Martin Fowler once posted a great piece about Service Oriented Ambiguity.
I find that the most common challenge for introducing Service Oriented Architecture (SOA) into an organization is not about the technologies used (although there are challenges there to be sure).
No, the real challenges are people-related: existing culture, power fiefdoms, resistance-to-change, squeezing necessary training into work schedules, ensuring a common vocabulary is established and adopted, achieving the broad dissemination of the conceptual understanding of the core principles of a services based architecture (the benefits as well as the costs), vendor sales teams that over-promise and all too often under-deliver, media pundits that over-hype the concept of SOA, Architecture Astronauts, resource staffing constraints, the reality of urgent business priorities that frequently require the reallocation of team members, maintaining executive sponsorship commitment over the long period necessary to build momentum and achieve demonstratable ROI, and managing expectations (no, SOA will probably not be faster than your hard-coded legacy application).

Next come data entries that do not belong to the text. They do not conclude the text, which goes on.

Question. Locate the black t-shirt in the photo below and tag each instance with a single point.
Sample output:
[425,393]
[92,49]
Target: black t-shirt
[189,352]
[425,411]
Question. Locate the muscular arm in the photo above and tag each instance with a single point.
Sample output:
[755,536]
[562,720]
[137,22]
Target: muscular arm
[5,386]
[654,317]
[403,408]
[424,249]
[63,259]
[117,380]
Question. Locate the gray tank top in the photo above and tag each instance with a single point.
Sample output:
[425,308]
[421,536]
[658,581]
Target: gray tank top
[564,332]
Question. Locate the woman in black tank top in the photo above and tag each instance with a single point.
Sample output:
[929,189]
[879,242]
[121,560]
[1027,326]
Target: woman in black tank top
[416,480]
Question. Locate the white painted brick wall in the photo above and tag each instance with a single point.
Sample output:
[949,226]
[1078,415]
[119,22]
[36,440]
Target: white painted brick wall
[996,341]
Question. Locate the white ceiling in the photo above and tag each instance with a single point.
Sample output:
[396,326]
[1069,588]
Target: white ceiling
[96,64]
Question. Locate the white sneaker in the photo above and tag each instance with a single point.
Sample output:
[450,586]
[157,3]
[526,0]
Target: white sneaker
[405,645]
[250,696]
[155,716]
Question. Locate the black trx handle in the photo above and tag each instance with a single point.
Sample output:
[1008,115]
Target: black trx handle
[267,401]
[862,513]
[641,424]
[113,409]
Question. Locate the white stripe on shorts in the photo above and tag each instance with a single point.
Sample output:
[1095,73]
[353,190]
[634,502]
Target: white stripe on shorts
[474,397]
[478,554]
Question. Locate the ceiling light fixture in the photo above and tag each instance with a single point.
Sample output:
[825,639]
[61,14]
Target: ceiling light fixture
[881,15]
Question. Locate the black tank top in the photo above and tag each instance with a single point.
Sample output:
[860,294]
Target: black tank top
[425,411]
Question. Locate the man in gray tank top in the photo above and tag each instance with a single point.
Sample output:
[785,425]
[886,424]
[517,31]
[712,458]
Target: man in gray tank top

Some of these are manifestations of funding constraints, but most of this is simply the pain of introducing change into an organization.
So what can you do?
Hitch Your Wagon to the Value Train: Focus on delivering business benefits that have a demonstrated ROI - and that can be performed in iterations that are time-boxed (say 1-3 months, but no more than 4-6 months).
Fail Fast, Learn Early: Mitigate high-level risks as soon as possible. Identify potential performance issues before you have spent any signficant portion of your budget on hardware and vendor software. Get your people to put their hands on the technology you'll be using sooner - and find out what works, what doesn't, and where you need additional training.